I build VMs with many ubuntu versions 2004LTS, 2104 and both server versions but nvidia-smi never works…

Any ideas?
I have tried many “posts” that apt purge and install things… maybe not the correct one though.

Does proxmox keeps some elements of the GPU from the VM?
I like proxmox a lot and I would like to make it work!

k@u2104serv01:~$ nvidia-smi
NVIDIA-SMI has failed because it couldn’t communicate with the NVIDIA driver. Make sure that the latest NVIDIA driver is installed and running.
k@u2104serv01:~$ sudo lspci -s 01:00 -v
01:00.0 3D controller: NVIDIA Corporation GA102GL [RTX A40] (rev a1)
Subsystem: NVIDIA Corporation Device 145a
Physical Slot: 0
Flags: fast devsel, IRQ 16
Memory at (32-bit, non-prefetchable) [disabled]
Memory at (64-bit, prefetchable) [disabled]
Memory at (64-bit, prefetchable) [disabled]
Capabilities: [60] Power Management version 3
Capabilities: [78] Express Legacy Endpoint, MSI 00
Capabilities: [b4] Vendor Specific Information: Len=14 <?>
Capabilities: [c8] MSI-X: Enable- Count=6 Masked-
Capabilities: [100] Virtual Channel
Capabilities: [250] Latency Tolerance Reporting
Capabilities: [128] Power Budgeting <?>
Capabilities: [420] Advanced Error Reporting
Capabilities: [600] Vendor Specific Information: ID=0001 Rev=1 Len=024 <?>
Kernel modules: nvidiafb, nouveau, nvidia_drm, nvidia

k@u2104serv01:~$ lspci -n -s 01:00
01:00.0 0302: 10de:2235 (rev a1)
k@u2104serv01:~$ grep nvidia /etc/modprobe.d/* /lib/modprobe.d/*
/etc/modprobe.d/blacklist-framebuffer.conf:blacklist nvidiafb
k@u2104serv01:~$ grep nouv /etc/modprobe.d/* /lib/modprobe.d/*
/lib/modprobe.d/nvidia-graphics-drivers.conf:blacklist nouveau
/lib/modprobe.d/nvidia-graphics-drivers.conf:blacklist lbm-nouveau
/lib/modprobe.d/nvidia-graphics-drivers.conf:alias nouveau off
/lib/modprobe.d/nvidia-graphics-drivers.conf:alias lbm-nouveau off
k@u2104serv01:~$ sudo modprobe nvidia
modprobe: ERROR: could not insert ‘nvidia’: No such device

I don’t have enough time to thoroughly understand your issue, but one thing that catches a lot of people off guard is that when proxmox is installed on an EFI/GPT partition with ZFS it uses system-boot instead, ignoring any traditional grub arguments you set.

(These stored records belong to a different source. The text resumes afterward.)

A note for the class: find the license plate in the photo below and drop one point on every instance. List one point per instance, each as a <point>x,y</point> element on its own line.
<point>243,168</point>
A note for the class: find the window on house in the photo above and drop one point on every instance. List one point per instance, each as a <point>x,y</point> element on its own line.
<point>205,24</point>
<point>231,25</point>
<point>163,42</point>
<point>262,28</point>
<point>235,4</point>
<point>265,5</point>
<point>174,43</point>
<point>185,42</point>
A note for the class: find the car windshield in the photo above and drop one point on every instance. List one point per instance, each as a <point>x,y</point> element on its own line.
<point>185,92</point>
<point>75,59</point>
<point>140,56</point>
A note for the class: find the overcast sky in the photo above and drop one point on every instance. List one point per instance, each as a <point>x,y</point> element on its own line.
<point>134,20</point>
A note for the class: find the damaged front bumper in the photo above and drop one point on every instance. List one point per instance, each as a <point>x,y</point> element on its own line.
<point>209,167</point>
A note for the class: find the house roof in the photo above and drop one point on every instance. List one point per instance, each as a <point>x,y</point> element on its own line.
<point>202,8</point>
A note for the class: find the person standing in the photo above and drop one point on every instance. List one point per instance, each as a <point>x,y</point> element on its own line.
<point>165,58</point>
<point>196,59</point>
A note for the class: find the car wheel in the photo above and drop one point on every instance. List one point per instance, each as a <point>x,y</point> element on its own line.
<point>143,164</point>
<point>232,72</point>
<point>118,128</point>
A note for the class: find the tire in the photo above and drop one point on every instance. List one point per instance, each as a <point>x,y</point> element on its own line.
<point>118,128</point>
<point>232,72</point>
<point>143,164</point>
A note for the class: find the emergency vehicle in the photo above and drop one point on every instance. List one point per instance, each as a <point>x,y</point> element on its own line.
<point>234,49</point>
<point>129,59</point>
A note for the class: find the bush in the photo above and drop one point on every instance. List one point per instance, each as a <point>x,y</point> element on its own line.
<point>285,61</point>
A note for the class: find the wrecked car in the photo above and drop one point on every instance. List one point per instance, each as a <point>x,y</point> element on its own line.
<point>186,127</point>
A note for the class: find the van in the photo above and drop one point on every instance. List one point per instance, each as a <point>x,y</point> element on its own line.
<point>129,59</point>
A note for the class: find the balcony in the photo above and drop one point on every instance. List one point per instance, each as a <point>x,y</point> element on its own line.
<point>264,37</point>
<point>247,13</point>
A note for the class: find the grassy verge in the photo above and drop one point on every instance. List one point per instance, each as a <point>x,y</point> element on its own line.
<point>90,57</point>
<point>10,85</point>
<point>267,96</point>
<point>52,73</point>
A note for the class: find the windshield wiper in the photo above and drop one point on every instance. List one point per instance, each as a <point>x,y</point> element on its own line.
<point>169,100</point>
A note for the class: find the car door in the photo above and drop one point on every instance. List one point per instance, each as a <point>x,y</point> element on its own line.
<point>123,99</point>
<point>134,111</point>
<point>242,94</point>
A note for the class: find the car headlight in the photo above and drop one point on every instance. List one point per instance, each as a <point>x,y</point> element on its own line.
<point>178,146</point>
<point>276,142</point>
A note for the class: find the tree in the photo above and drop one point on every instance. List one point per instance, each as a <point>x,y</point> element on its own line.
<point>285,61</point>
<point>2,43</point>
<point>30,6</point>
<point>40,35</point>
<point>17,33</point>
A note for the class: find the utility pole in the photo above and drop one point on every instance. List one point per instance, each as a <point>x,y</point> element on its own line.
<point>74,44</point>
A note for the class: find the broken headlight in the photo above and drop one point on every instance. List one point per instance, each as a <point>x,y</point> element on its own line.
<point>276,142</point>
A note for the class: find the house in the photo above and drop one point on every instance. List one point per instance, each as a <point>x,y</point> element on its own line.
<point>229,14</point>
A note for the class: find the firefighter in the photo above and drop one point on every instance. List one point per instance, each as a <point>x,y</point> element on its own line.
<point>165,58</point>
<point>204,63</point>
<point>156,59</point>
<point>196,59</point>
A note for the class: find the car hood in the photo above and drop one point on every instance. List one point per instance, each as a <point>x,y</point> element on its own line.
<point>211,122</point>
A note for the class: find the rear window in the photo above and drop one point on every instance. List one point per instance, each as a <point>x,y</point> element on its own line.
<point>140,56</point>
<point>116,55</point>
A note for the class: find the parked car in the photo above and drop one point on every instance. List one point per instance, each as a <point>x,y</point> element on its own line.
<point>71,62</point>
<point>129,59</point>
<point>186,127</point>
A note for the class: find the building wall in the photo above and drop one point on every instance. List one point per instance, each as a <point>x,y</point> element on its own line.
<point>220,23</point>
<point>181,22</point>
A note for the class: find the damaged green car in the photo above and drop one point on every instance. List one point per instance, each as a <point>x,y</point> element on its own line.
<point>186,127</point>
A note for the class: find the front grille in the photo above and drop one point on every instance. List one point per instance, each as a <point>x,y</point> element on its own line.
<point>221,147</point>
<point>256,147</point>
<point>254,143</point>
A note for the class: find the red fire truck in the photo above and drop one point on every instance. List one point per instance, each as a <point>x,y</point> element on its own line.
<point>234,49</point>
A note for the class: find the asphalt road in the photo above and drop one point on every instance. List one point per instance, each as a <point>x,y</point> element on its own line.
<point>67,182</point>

See Host Bootloader - Proxmox VE for more details

Also, don’t use ACS override unless you actually need it. From what I hear It can potentially cause practical issues, as well as theoretical security issues.

I know it’s a pain in the ass with server boot times being minutes long, but you should seek to only set the minimum boot options you need. Most guides are “the strange hacks that I desperately tried on my particular machine without any scientific methodology” notes, rather than good recommendations.

my install is very basic, no ZFS, just a normal debian ext4 install. grub seems to work and IOMMU command worked.